Controlling Servo With Arduino

The motor can rotate with great precision. If you want to rotate an object at some specific angles or distance, then you use a servo motor. It is just made up of a simple motor which runs through a servo mechanism. If the motor is powered by a DC power supply then it is called DC servo motor, and if it is AC-powered motor then it is called AC servo motor.
Servo motors are rated in kg/cm (kilogram per centimeter) most hobby servo motors are rated at 3kg/cm or 6kg/cm or 12kg/cm. This kg/cm tells you how much weight your servo motor can lift at a particular distance. For example: A 6kg/cm servo motor should be able to lift 6kg if the load is suspended 1cm away from the motor shaft, the greater the distance the lesser the weight carrying capacity. The position of a servo motor is decided by electrical pulse and its circuitry is placed beside the motor.

 

 

How Does A Servo Work?

The servo motor is capable of rotating at a specified angle. It allows for angular and linear positioning. They can be operated using 3.3v and 5v. The servo we will be using is MG90S. It consists of three wires, Brown wire (Ground), Red wire (Vcc) and orange wire (signal pin). It consists of a potentiometer, gear assembly and the controlling circuit. The gear assembly reduces RPM to increase the torque of the motor. The use of servo motors in our daily life is in blinds, robotics and door openings.
Servo motor

Controlling Servo with Arduino

The requirements are 

  1. Arduino UNO
  2. Servo Motor (SG90/MG90s)
  3. Pin to hole jumper wires

Schematics

Circuit diagram

How to Install Servo Library

Before uploading the code install the library for servo motor. Open Arduino IDE, go to tools, click on manage library. The library manager will pop up. Search for Servo library and install it. The figure below may help you. 

Servo library

How To Calibrate Servo to Angle Zero?

Horn positioning

Attach the horn to the gear at top of the servo in any direction. Upload the code below to bring it to angle zero and then reattach the horn in the position as shown in the figure above.

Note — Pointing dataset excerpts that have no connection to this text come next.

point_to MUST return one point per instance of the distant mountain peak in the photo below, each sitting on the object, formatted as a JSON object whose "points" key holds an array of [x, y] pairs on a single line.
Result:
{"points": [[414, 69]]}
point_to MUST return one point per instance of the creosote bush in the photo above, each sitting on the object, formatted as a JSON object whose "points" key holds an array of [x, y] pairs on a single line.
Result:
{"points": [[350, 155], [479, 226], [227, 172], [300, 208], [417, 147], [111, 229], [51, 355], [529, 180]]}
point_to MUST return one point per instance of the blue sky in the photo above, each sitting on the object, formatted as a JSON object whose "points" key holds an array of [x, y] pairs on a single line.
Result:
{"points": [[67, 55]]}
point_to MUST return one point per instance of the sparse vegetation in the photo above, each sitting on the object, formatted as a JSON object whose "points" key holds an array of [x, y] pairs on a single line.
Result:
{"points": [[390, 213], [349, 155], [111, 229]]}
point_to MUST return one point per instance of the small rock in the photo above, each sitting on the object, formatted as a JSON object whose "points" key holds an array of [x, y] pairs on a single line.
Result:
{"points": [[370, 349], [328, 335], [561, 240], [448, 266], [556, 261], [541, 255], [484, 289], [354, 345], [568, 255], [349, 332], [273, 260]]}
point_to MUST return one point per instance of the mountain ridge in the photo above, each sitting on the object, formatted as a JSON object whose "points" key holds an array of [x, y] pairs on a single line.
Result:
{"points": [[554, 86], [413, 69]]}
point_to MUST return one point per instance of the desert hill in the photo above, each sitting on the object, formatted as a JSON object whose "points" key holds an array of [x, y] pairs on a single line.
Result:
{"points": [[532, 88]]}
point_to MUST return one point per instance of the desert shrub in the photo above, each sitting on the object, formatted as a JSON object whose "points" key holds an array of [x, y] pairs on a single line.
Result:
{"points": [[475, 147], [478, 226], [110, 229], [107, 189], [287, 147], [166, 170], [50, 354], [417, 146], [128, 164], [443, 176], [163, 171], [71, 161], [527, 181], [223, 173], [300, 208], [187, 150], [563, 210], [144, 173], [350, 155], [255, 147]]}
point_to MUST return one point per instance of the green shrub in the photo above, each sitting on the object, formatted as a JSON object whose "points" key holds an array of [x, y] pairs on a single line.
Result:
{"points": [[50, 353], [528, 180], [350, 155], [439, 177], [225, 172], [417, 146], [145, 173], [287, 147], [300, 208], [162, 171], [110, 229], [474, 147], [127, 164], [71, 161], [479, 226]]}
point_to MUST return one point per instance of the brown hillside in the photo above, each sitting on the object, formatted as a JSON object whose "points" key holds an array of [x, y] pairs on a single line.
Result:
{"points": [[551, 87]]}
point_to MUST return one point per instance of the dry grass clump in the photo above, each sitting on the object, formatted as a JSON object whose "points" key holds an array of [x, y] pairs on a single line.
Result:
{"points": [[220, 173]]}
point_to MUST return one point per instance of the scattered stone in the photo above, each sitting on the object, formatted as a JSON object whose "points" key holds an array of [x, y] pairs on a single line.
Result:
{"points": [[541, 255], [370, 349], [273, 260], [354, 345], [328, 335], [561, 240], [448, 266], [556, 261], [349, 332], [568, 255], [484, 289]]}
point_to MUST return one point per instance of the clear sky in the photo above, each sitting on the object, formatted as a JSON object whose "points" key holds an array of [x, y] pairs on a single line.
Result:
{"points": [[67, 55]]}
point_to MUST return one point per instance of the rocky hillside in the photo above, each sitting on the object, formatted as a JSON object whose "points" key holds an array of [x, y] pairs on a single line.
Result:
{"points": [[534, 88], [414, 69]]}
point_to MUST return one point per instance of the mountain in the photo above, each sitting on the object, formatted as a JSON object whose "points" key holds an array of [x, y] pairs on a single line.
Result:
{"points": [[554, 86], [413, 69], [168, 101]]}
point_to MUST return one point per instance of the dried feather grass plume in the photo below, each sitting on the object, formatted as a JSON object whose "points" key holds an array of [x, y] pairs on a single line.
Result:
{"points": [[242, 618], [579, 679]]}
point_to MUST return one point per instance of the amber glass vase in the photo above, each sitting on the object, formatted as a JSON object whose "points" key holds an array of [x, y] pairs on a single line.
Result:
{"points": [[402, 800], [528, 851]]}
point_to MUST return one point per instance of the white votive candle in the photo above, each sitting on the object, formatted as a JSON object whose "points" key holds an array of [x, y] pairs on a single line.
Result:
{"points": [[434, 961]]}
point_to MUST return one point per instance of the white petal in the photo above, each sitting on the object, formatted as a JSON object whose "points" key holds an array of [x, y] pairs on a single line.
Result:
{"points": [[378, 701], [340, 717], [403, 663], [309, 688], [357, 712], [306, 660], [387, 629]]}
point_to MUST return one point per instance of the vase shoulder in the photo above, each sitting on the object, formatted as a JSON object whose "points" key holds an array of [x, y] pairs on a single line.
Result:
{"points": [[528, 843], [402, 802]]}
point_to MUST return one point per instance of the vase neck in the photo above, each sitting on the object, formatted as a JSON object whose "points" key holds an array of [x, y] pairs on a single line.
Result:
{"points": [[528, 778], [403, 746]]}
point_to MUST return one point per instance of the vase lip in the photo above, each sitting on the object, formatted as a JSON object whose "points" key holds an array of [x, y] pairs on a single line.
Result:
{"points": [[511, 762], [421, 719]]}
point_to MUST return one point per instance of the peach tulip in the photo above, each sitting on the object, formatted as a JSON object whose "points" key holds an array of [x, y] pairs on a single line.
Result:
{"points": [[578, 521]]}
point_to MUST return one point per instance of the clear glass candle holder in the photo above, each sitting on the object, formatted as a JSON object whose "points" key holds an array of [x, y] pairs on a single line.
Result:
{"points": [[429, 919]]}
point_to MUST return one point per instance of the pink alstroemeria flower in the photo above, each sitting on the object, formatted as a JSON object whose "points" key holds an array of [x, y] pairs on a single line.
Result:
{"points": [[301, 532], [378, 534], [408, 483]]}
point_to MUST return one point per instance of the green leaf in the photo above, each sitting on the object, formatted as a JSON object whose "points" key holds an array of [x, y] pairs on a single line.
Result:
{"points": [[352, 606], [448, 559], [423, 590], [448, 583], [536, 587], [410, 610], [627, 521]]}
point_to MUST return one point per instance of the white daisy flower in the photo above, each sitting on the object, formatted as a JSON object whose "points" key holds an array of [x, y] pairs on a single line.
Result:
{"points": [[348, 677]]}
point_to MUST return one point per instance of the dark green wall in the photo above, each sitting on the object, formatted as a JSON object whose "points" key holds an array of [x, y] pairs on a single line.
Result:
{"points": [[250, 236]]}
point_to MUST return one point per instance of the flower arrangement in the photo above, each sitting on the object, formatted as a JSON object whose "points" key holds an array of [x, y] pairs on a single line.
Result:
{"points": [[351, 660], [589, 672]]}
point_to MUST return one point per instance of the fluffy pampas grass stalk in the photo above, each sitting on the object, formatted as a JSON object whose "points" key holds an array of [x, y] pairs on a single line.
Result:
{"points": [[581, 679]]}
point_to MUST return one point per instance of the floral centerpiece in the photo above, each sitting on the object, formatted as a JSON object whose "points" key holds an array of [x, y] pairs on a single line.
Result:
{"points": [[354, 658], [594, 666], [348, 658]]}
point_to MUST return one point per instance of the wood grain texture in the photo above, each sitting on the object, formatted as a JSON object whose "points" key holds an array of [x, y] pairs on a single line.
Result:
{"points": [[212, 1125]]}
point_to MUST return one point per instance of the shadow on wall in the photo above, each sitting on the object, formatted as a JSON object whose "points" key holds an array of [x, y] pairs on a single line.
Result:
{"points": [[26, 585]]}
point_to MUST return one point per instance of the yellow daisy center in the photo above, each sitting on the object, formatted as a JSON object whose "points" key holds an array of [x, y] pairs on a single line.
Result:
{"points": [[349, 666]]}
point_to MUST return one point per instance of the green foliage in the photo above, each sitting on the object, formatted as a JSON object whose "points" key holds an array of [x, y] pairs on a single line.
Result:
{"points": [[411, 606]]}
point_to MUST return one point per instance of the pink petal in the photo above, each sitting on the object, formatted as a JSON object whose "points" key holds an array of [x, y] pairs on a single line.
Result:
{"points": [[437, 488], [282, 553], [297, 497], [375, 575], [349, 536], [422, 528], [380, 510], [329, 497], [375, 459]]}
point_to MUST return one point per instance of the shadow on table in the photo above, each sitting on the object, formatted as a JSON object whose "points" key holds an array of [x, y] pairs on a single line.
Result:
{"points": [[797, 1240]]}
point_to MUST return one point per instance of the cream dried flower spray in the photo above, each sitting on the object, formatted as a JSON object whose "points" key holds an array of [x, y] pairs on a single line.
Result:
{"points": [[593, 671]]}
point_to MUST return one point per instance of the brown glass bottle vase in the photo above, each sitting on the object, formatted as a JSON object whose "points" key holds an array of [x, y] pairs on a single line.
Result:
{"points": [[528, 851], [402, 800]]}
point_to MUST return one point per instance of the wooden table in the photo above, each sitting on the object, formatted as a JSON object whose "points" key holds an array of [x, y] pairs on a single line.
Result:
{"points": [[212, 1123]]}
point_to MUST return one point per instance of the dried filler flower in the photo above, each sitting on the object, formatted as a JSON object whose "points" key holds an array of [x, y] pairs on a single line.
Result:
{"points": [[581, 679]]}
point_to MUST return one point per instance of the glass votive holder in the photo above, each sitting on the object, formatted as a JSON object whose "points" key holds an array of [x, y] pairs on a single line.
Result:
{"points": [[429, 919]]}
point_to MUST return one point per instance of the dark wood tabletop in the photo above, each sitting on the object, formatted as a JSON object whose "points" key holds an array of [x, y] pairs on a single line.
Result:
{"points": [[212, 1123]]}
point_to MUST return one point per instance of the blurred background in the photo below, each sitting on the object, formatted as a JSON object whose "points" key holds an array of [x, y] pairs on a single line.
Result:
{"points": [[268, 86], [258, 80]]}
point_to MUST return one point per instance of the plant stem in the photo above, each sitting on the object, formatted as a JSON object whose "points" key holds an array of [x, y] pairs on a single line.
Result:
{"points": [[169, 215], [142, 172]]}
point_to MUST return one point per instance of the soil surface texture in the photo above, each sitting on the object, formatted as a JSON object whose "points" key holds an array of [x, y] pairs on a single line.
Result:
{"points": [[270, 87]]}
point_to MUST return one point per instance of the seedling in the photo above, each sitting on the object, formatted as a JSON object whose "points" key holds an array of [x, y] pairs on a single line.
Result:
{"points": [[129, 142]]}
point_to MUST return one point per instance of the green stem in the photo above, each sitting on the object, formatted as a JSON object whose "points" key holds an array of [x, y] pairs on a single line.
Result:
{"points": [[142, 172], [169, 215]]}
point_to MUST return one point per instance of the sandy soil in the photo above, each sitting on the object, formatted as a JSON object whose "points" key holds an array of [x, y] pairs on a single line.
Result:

Code for Calibrating servo at angle zero

				
					#include <Servo.h>

Servo myservo;  // create servo object to control a servo
// twelve servo objects can be created on most boards


void setup() {
  myservo.attach(2);  // attaches the servo on GIO2 to the servo object
      myservo.write(0);
}

void loop() {
}
				
			

Rotating at Different angles

				
					#include <Servo.h>

Servo myservo;  // create servo object to control a servo
// twelve servo objects can be created on most boards


void setup() {
  myservo.attach(2);  // attaches the servo on GIO2 to the servo object
}

void loop() {
  int pos;

  for (pos = 0; pos <= 180; pos += 1) { // goes from 0 degrees to 180 degrees
    // in steps of 1 degree
    myservo.write(pos);              // tell servo to go to position in variable 'pos'
    delay(15);                       // waits 15ms for the servo to reach the position
  }
  for (pos = 180; pos >= 0; pos -= 1) { // goes from 180 degrees to 0 degrees
    myservo.write(pos);              // tell servo to go to position in variable 'pos'
    delay(15);                       // waits 15ms for the servo to reach the position
  }
}
				
			

Conclusion

The servo will start its rotation from zero degree and will rotate till 180 degrees and then 180 degrees to zero degree. Change the angles in the for loop or add more for loops to your code and pass different angles.